Au fil des heures, le public devient de plus en plus dense devant les scènes. Les circle pits se multiplient, les premiers crowd surfers apparaissent en continu et la poussière finit par recouvrir une bonne partie du site. Alternight puis Ashen confirment la montée en puissance de la scène metal moderne française avec des prestations extrêmement physiques et intenses. Leur set était vraiment frais et puissant ! Nous avons échangé en amont lors d'une interview.

L’un des moments les plus marquants de l’après-midi reste le passage de Alea Jacta Est, dont le hardcore frontal déclenche une véritable décharge d’énergie dans le pit. Derrière eux, Karras impose une ambiance beaucoup plus sombre et lourde, presque suffocante par moments.

En soirée, le festival bascule définitivement dans la violence sonore avec Guilt Trip, dont le set transforme immédiatement la fosse en zone de chaos permanent. Puis Paleface Swiss vient assommer le public avec un deathcore massif, brutal et sans respiration.

Pour clôturer cette édition 2025, Hatebreed livre un concert parfaitement taillé pour terminer le week-end. Une véritable démonstration de puissance où chaque breakdown déclenche une réaction immédiate dans le public. Entre communion hardcore, fatigue générale et euphorie collective, le dimanche du Festival 666 s’est terminé dans un immense sentiment de défoulement et de satisfaction.

En conclusion :

Le Festival 666 2025 aura été une édition exigeante, tant sur le plan climatique qu’artistique. La programmation a confirmé la montée en puissance du rendez-vous charentais, tout en maintenant une identité claire et cohérente. Sous une chaleur extrême, l’organisation a tenu son cap et le public a répondu présent. Un week-end intense, éprouvant, mais solidement maîtrisé.

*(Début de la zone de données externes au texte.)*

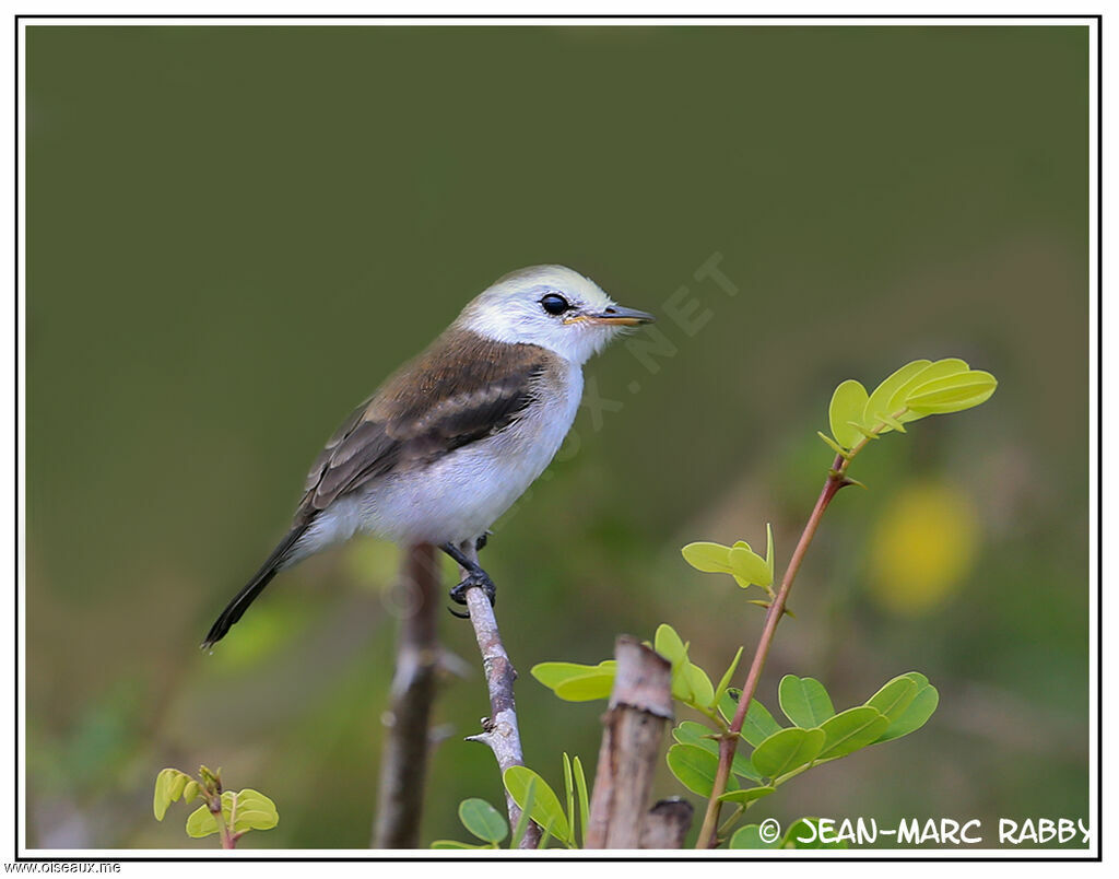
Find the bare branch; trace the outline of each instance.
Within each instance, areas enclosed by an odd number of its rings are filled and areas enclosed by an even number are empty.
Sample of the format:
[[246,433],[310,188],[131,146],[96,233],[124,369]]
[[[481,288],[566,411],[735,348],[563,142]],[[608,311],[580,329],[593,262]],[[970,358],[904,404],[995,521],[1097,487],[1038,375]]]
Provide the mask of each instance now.
[[431,750],[429,724],[441,655],[435,626],[439,570],[435,548],[430,544],[410,546],[404,554],[401,580],[410,613],[402,617],[391,705],[384,716],[388,731],[373,838],[377,849],[414,849],[420,840]]
[[671,664],[630,635],[618,637],[614,655],[618,671],[602,719],[587,849],[640,847],[665,724],[673,718]]
[[[517,728],[517,702],[513,695],[513,682],[517,680],[517,670],[509,662],[509,654],[505,652],[501,633],[497,628],[493,608],[481,589],[476,587],[467,590],[467,609],[470,611],[470,623],[474,627],[478,649],[482,655],[486,686],[490,696],[490,716],[482,718],[482,731],[468,737],[468,740],[488,745],[504,775],[510,766],[525,765],[520,748],[520,730]],[[509,812],[509,826],[516,826],[520,819],[520,808],[508,792],[505,801]],[[528,822],[520,848],[535,849],[539,841],[540,829],[534,822]]]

L’édition 2025 du Festival 666 n’a pas seulement été une réussite musicale. Elle a constitué un test grandeur nature face aux contraintes climatiques actuelles, tout en confirmant la progression constante de l’événement dans le paysage metal français. À Cercoux, la chaleur était extrême, la poussière omniprésente, mais l’engagement du public et la cohérence de l’organisation ont permis au festival de tenir son cap.

Un rendez-vous qui continue de grandir sans perdre son caractère indépendant – et qui devra sans doute intégrer durablement la variable météo dans son évolution future.